Die stijging is te zien bij de inzittenden van personenauto’s (93 in 2019 tegen 80 in 2018), opzittenden van motorfietsen (32 tegen 24) en bromfietsen (11 tegen 3). Ondanks de stijging van het aantal doden onder de twintigers en dertigers, is nog steeds ongeveer de helft van het aantal verkeersdoden boven de 60, hoewel het er wel iets minder waren dan in 2018 (324 tegen 350). Het aantal fietsers dat om het leven kwam in het verkeer daalde van 228 in 2018 naar 203 in 2019. Van die slachtoffers reed wel bijna eenderde op een elektrische fiets.

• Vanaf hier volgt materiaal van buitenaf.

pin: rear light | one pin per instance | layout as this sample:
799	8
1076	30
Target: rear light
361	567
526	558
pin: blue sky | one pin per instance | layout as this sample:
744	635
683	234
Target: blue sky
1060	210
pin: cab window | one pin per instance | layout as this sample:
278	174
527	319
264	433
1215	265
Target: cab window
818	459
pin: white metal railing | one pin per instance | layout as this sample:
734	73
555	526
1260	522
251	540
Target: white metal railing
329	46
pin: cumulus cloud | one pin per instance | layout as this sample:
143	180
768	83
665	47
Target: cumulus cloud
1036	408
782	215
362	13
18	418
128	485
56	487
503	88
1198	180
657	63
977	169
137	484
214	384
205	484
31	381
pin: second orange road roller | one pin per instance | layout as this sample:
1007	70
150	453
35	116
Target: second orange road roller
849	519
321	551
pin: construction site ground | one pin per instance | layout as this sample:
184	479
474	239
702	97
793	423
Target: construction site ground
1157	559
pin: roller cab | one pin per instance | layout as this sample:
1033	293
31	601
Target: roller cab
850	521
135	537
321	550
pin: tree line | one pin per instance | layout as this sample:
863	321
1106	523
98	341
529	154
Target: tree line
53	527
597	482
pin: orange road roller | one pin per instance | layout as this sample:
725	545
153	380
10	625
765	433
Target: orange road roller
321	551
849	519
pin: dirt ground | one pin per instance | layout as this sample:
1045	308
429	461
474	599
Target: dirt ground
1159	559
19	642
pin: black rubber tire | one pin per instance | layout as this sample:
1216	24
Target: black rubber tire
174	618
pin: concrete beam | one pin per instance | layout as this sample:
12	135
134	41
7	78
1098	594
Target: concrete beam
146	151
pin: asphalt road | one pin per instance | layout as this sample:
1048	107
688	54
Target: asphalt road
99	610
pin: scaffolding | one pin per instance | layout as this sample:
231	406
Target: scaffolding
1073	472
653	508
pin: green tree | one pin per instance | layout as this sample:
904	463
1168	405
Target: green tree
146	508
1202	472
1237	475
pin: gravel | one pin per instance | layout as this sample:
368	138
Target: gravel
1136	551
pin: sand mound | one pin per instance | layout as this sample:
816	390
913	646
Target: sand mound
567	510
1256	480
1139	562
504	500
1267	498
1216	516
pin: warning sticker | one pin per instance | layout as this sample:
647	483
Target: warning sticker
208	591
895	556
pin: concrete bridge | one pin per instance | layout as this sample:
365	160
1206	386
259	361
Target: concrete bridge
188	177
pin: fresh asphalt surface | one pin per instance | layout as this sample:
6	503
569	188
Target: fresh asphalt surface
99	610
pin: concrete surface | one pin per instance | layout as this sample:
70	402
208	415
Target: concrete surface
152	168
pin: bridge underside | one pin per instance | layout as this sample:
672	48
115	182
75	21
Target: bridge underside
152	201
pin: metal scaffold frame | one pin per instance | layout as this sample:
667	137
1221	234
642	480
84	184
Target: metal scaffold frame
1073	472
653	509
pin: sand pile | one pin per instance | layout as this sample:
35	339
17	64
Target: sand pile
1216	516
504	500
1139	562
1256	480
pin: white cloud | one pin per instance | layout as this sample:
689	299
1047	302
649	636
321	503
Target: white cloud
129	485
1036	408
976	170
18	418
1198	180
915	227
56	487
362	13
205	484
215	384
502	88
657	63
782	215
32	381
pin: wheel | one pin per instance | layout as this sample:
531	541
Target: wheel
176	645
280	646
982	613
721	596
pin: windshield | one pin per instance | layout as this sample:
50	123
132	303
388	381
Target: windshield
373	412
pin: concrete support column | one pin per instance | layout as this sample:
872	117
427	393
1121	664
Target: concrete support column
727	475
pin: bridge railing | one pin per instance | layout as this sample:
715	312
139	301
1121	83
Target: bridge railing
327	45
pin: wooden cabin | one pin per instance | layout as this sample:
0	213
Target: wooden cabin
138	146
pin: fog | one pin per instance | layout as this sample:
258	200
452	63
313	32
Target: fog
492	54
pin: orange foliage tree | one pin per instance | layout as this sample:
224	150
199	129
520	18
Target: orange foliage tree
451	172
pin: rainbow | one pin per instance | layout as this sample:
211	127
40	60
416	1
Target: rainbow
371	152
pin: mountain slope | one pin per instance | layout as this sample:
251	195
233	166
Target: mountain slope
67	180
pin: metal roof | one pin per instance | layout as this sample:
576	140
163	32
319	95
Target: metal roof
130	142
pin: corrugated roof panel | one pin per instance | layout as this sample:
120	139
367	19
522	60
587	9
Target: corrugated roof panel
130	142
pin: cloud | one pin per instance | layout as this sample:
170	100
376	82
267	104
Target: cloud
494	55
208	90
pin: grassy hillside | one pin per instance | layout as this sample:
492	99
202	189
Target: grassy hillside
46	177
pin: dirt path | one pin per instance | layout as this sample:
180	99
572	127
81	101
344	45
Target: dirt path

De provincie Noord-Brabant moest de meeste verkeersdoden betreuren, namelijk 142. Het zijn er wel acht minder dan in 2018. Gelderland en Noord-Holland noteerden 87 verkeersdoden, Zuid-Holland 85. Flevoland, Groningen en Zeeland zijn de provincies met de minste verkeersdoden.
Mannen sterven veel vaker in het verkeer dan vrouwen. In 2019 kwamen er 465 mannen om in het verkeer en 196 vrouwen.